You get seated at tables of about 8 people. Then you have to introduce yourself briefly and say one interesting fact about yourself. Just to the other people at your table, no standing up front. Then they give you a scenario. It was this: A customer comes in to buy a porcelain dinner set. You are not from that department. How would you serve the customer. We were given no other instructions, except to discuss it amongst ourselves for 5 minutes. The whole time, each group had an assistant from human resources hovering around the table, taking notes. Afterwards we had to get up in front and present whatever we came up with, in whatever way our group chose. 
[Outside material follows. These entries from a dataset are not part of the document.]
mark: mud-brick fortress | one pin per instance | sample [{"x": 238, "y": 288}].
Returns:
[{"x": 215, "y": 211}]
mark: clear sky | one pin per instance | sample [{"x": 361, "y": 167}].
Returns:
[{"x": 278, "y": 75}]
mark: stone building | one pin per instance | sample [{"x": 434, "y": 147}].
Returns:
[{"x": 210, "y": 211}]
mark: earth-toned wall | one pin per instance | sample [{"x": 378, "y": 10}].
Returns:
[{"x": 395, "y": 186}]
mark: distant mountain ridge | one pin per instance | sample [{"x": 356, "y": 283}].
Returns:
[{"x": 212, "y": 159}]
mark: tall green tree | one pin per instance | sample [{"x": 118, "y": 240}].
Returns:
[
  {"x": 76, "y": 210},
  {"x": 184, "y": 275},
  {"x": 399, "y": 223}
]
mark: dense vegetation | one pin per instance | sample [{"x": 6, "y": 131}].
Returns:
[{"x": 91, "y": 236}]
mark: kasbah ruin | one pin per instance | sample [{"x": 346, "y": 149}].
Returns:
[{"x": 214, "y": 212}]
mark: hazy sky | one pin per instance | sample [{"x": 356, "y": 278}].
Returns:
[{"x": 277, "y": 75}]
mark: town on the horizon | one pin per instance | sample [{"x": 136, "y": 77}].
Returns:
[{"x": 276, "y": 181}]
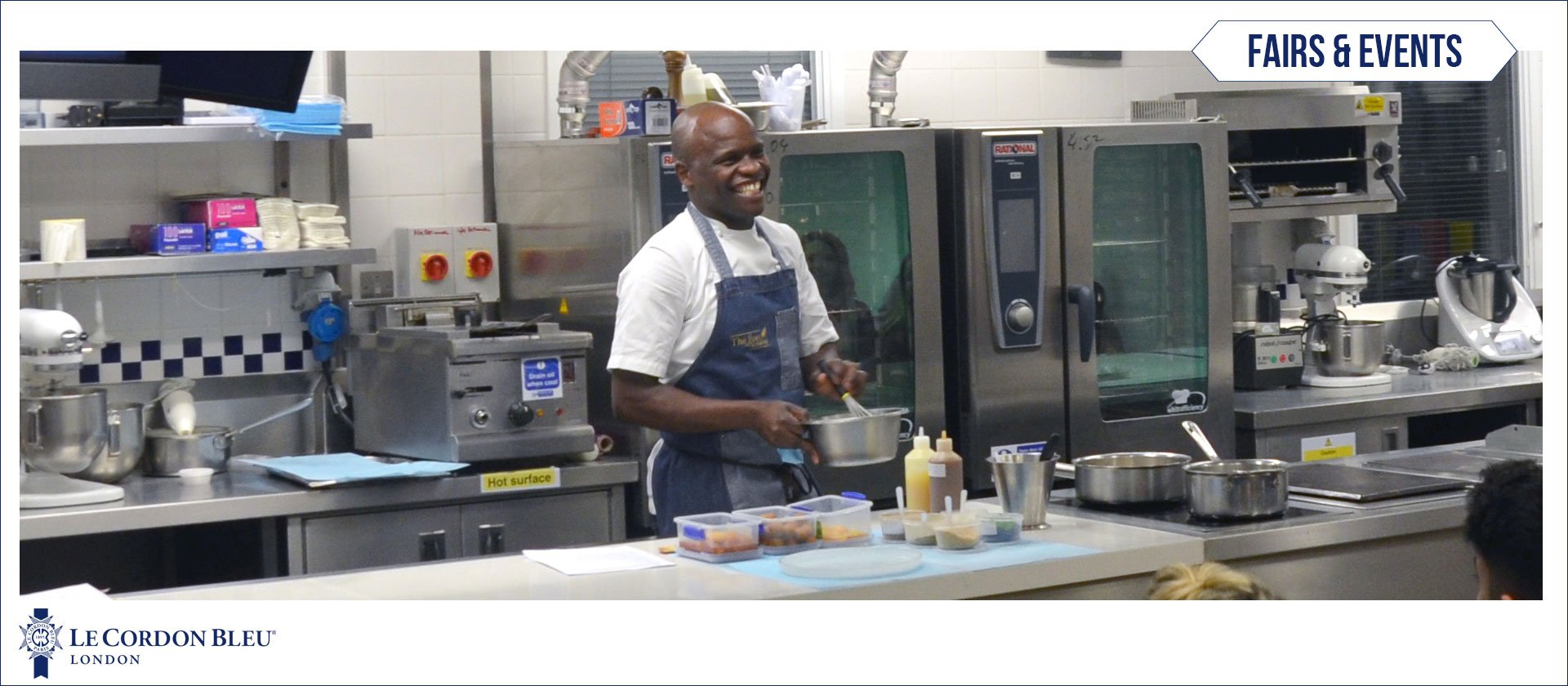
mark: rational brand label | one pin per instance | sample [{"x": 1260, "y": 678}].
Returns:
[
  {"x": 1329, "y": 447},
  {"x": 1017, "y": 448},
  {"x": 541, "y": 378},
  {"x": 521, "y": 479},
  {"x": 1013, "y": 149}
]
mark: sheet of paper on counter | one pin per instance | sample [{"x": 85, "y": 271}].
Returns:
[
  {"x": 593, "y": 561},
  {"x": 66, "y": 595}
]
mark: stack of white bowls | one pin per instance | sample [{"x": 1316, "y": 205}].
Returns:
[
  {"x": 320, "y": 226},
  {"x": 279, "y": 226}
]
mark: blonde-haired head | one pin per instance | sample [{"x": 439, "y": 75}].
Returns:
[{"x": 1206, "y": 581}]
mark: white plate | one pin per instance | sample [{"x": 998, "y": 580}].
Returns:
[{"x": 850, "y": 563}]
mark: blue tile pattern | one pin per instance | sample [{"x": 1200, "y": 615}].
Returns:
[{"x": 272, "y": 353}]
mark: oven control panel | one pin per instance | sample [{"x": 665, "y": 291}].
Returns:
[{"x": 1013, "y": 237}]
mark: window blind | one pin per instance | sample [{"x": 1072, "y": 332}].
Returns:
[
  {"x": 1457, "y": 162},
  {"x": 627, "y": 73}
]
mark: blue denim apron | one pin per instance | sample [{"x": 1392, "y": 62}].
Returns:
[{"x": 753, "y": 354}]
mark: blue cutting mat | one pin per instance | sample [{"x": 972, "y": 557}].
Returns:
[{"x": 933, "y": 563}]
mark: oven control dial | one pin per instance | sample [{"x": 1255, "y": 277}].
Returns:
[
  {"x": 1019, "y": 317},
  {"x": 479, "y": 264},
  {"x": 519, "y": 414}
]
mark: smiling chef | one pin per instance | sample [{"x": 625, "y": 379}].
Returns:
[{"x": 715, "y": 318}]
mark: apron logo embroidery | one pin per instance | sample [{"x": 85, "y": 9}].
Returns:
[{"x": 751, "y": 341}]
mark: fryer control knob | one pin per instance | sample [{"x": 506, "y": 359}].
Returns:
[
  {"x": 519, "y": 414},
  {"x": 1019, "y": 317},
  {"x": 1383, "y": 152}
]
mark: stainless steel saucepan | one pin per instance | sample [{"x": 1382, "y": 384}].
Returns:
[
  {"x": 1129, "y": 478},
  {"x": 170, "y": 452},
  {"x": 1233, "y": 489}
]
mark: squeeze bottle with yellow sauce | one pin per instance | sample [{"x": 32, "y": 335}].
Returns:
[
  {"x": 916, "y": 479},
  {"x": 946, "y": 470}
]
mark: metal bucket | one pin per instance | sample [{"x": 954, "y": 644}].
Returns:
[{"x": 1022, "y": 481}]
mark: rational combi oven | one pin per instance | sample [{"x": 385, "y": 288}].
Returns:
[{"x": 1079, "y": 295}]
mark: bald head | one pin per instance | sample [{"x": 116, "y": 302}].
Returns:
[
  {"x": 697, "y": 121},
  {"x": 722, "y": 163}
]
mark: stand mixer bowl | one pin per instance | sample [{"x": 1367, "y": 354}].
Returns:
[
  {"x": 1352, "y": 348},
  {"x": 63, "y": 430}
]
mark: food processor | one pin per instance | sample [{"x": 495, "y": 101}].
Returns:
[
  {"x": 1484, "y": 305},
  {"x": 1341, "y": 353},
  {"x": 63, "y": 428}
]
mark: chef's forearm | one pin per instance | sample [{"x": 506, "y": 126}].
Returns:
[{"x": 642, "y": 400}]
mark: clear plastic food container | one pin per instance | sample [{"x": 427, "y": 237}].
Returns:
[
  {"x": 893, "y": 525},
  {"x": 783, "y": 530},
  {"x": 1000, "y": 527},
  {"x": 920, "y": 528},
  {"x": 840, "y": 520},
  {"x": 719, "y": 537}
]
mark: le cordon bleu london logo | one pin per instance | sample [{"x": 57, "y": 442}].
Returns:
[{"x": 44, "y": 641}]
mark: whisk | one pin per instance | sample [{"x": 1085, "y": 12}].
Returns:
[{"x": 857, "y": 409}]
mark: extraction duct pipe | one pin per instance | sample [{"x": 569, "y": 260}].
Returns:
[
  {"x": 883, "y": 87},
  {"x": 571, "y": 97}
]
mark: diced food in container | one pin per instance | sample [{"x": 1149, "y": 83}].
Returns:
[
  {"x": 1000, "y": 527},
  {"x": 840, "y": 520},
  {"x": 719, "y": 537},
  {"x": 891, "y": 525},
  {"x": 783, "y": 530},
  {"x": 959, "y": 536}
]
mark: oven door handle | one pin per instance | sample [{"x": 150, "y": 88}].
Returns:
[
  {"x": 1247, "y": 187},
  {"x": 1387, "y": 174},
  {"x": 1084, "y": 298}
]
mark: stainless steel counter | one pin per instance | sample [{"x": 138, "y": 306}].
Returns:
[
  {"x": 248, "y": 492},
  {"x": 1397, "y": 549},
  {"x": 1405, "y": 395}
]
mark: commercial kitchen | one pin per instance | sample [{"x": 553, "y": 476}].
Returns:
[{"x": 378, "y": 368}]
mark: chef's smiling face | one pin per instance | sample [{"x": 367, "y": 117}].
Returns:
[{"x": 725, "y": 168}]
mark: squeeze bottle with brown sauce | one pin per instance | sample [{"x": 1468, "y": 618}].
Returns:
[{"x": 946, "y": 470}]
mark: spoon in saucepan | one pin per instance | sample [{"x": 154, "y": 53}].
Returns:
[{"x": 857, "y": 409}]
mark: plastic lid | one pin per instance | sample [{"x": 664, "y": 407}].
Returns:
[{"x": 944, "y": 443}]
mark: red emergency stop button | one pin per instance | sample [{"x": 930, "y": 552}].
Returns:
[
  {"x": 433, "y": 266},
  {"x": 479, "y": 264}
]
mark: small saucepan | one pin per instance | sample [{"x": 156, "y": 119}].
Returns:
[
  {"x": 170, "y": 452},
  {"x": 1233, "y": 489}
]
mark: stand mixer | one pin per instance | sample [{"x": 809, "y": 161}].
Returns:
[
  {"x": 1484, "y": 305},
  {"x": 63, "y": 428},
  {"x": 1341, "y": 354}
]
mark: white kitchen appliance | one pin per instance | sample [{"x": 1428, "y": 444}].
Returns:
[
  {"x": 63, "y": 428},
  {"x": 1336, "y": 353},
  {"x": 1484, "y": 305}
]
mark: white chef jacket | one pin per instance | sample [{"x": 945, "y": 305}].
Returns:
[{"x": 668, "y": 300}]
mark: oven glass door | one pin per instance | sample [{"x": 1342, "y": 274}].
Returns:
[
  {"x": 1150, "y": 240},
  {"x": 852, "y": 212}
]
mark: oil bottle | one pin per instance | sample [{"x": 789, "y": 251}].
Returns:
[
  {"x": 946, "y": 472},
  {"x": 916, "y": 478}
]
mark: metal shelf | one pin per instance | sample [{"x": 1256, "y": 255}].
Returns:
[
  {"x": 203, "y": 264},
  {"x": 182, "y": 133}
]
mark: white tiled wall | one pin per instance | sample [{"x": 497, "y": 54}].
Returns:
[
  {"x": 973, "y": 88},
  {"x": 424, "y": 165},
  {"x": 519, "y": 95}
]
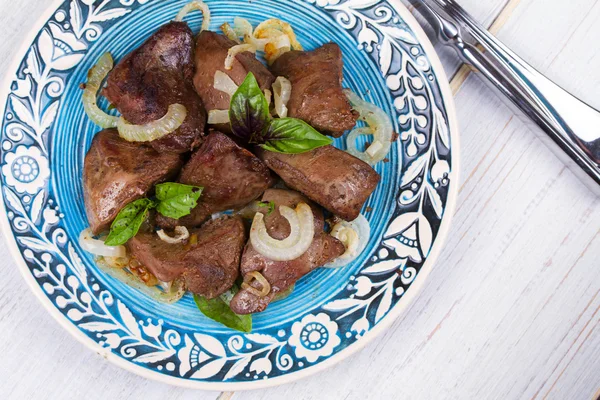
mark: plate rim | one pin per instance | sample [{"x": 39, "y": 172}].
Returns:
[{"x": 380, "y": 327}]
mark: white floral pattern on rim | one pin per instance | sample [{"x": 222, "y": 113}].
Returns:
[
  {"x": 53, "y": 260},
  {"x": 314, "y": 336},
  {"x": 26, "y": 169}
]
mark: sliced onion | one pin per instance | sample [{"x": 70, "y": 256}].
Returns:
[
  {"x": 233, "y": 51},
  {"x": 230, "y": 33},
  {"x": 242, "y": 27},
  {"x": 282, "y": 90},
  {"x": 224, "y": 83},
  {"x": 355, "y": 236},
  {"x": 218, "y": 117},
  {"x": 301, "y": 235},
  {"x": 264, "y": 29},
  {"x": 170, "y": 296},
  {"x": 97, "y": 247},
  {"x": 96, "y": 76},
  {"x": 181, "y": 235},
  {"x": 380, "y": 126},
  {"x": 195, "y": 5},
  {"x": 153, "y": 130},
  {"x": 265, "y": 286}
]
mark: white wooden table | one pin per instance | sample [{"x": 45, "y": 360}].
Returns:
[{"x": 511, "y": 310}]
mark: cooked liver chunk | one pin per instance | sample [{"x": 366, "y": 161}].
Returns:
[
  {"x": 208, "y": 268},
  {"x": 211, "y": 51},
  {"x": 231, "y": 176},
  {"x": 117, "y": 172},
  {"x": 282, "y": 274},
  {"x": 317, "y": 96},
  {"x": 330, "y": 177},
  {"x": 155, "y": 75}
]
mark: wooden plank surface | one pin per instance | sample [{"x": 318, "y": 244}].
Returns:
[{"x": 512, "y": 308}]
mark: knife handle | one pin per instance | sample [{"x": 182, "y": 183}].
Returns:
[{"x": 571, "y": 124}]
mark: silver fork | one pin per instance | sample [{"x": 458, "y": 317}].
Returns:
[{"x": 571, "y": 126}]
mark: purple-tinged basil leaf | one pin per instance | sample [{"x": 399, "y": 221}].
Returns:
[{"x": 249, "y": 111}]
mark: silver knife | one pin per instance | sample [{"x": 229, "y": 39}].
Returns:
[{"x": 571, "y": 127}]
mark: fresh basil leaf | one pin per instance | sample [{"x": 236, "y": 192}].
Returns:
[
  {"x": 249, "y": 111},
  {"x": 292, "y": 136},
  {"x": 218, "y": 310},
  {"x": 270, "y": 205},
  {"x": 128, "y": 221},
  {"x": 176, "y": 200}
]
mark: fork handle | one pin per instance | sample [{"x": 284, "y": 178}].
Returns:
[{"x": 569, "y": 122}]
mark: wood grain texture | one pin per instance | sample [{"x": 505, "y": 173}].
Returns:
[{"x": 512, "y": 307}]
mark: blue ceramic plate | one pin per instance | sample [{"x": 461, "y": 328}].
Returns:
[{"x": 333, "y": 312}]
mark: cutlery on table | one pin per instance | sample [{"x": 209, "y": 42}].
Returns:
[{"x": 571, "y": 127}]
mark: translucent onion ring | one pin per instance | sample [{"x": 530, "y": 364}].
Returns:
[
  {"x": 216, "y": 117},
  {"x": 242, "y": 27},
  {"x": 195, "y": 5},
  {"x": 273, "y": 23},
  {"x": 282, "y": 90},
  {"x": 153, "y": 130},
  {"x": 265, "y": 286},
  {"x": 380, "y": 126},
  {"x": 97, "y": 246},
  {"x": 301, "y": 235},
  {"x": 224, "y": 83},
  {"x": 181, "y": 235},
  {"x": 96, "y": 76},
  {"x": 229, "y": 32},
  {"x": 233, "y": 51}
]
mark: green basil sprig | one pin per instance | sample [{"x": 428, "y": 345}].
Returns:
[
  {"x": 218, "y": 310},
  {"x": 252, "y": 123},
  {"x": 128, "y": 221},
  {"x": 174, "y": 200}
]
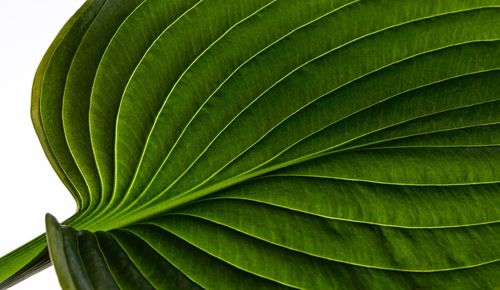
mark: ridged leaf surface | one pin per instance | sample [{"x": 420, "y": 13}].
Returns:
[{"x": 255, "y": 144}]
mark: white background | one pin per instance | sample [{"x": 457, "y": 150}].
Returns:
[{"x": 29, "y": 188}]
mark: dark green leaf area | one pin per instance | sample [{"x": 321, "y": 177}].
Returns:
[
  {"x": 261, "y": 144},
  {"x": 141, "y": 257}
]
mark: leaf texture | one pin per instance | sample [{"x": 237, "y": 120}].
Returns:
[{"x": 260, "y": 144}]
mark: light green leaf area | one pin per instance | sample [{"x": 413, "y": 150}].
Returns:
[{"x": 261, "y": 144}]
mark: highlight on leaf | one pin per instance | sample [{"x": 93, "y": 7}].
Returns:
[{"x": 258, "y": 144}]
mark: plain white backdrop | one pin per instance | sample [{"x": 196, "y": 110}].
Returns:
[{"x": 29, "y": 188}]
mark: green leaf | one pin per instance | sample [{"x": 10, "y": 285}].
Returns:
[{"x": 257, "y": 144}]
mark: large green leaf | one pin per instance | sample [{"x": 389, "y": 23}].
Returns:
[{"x": 254, "y": 144}]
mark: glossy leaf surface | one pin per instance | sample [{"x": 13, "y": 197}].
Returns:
[{"x": 273, "y": 144}]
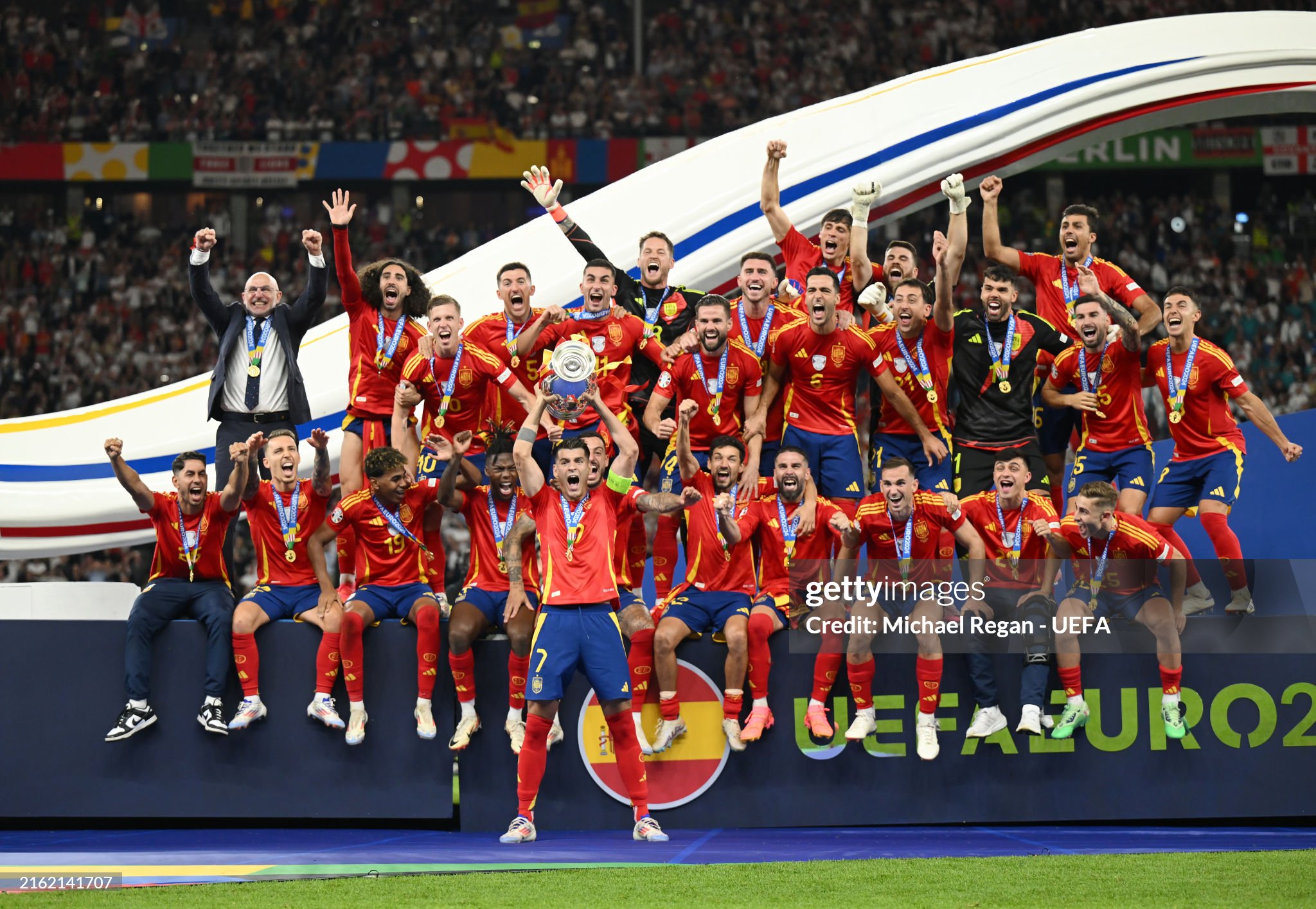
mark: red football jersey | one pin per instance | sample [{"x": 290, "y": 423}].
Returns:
[
  {"x": 371, "y": 383},
  {"x": 999, "y": 541},
  {"x": 938, "y": 349},
  {"x": 485, "y": 572},
  {"x": 478, "y": 371},
  {"x": 1117, "y": 386},
  {"x": 206, "y": 531},
  {"x": 1136, "y": 549},
  {"x": 802, "y": 257},
  {"x": 824, "y": 370},
  {"x": 711, "y": 565},
  {"x": 614, "y": 341},
  {"x": 490, "y": 333},
  {"x": 744, "y": 379},
  {"x": 385, "y": 557},
  {"x": 1044, "y": 270},
  {"x": 1209, "y": 425},
  {"x": 929, "y": 515},
  {"x": 761, "y": 518},
  {"x": 783, "y": 315},
  {"x": 589, "y": 575},
  {"x": 271, "y": 563}
]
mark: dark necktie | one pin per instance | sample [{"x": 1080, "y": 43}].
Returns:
[{"x": 253, "y": 395}]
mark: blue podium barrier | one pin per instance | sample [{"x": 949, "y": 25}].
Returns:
[{"x": 67, "y": 678}]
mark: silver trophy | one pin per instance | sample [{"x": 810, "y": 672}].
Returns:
[{"x": 570, "y": 376}]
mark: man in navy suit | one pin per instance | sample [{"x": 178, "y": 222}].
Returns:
[{"x": 257, "y": 384}]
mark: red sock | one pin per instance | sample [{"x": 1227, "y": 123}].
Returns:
[
  {"x": 1174, "y": 540},
  {"x": 1227, "y": 547},
  {"x": 760, "y": 654},
  {"x": 826, "y": 667},
  {"x": 529, "y": 763},
  {"x": 326, "y": 662},
  {"x": 665, "y": 553},
  {"x": 928, "y": 673},
  {"x": 517, "y": 667},
  {"x": 248, "y": 659},
  {"x": 463, "y": 674},
  {"x": 861, "y": 682},
  {"x": 427, "y": 650},
  {"x": 640, "y": 658},
  {"x": 629, "y": 763},
  {"x": 346, "y": 542},
  {"x": 353, "y": 671},
  {"x": 1072, "y": 678},
  {"x": 1170, "y": 680}
]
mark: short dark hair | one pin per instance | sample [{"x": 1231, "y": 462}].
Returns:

After that, we individually got to sit with this assistant who basically asked, which department would you prefer to work in, and also she took our photocopy of our ID. That was it!

The whole interview took about an hour and a quarter, due to some time being taken up in briefly telling us about the position and working conditions and filling in an application form. 

It's very easy. Importantly, be well groomed and dress in business clothes. Be friendly and outgoing and during the time where they ask you to discuss amongst each other, do take part, but be polite and also allow the others to talk. Be confident and friendly. They are looking at how you interact within a team. 

They will let you know a few days later via email. You probably will not be required to attend a second interview, depending on what position you are applying for. If it is for the customer service assistant, then no second interview. If you get offered the position, they will ask you to come in to start induction and training (paid) at a later date. 

Wish you all the best! I got the Christmas job


----------



## Cyncynangel (Sep 2, 2010)

all the best to you


----------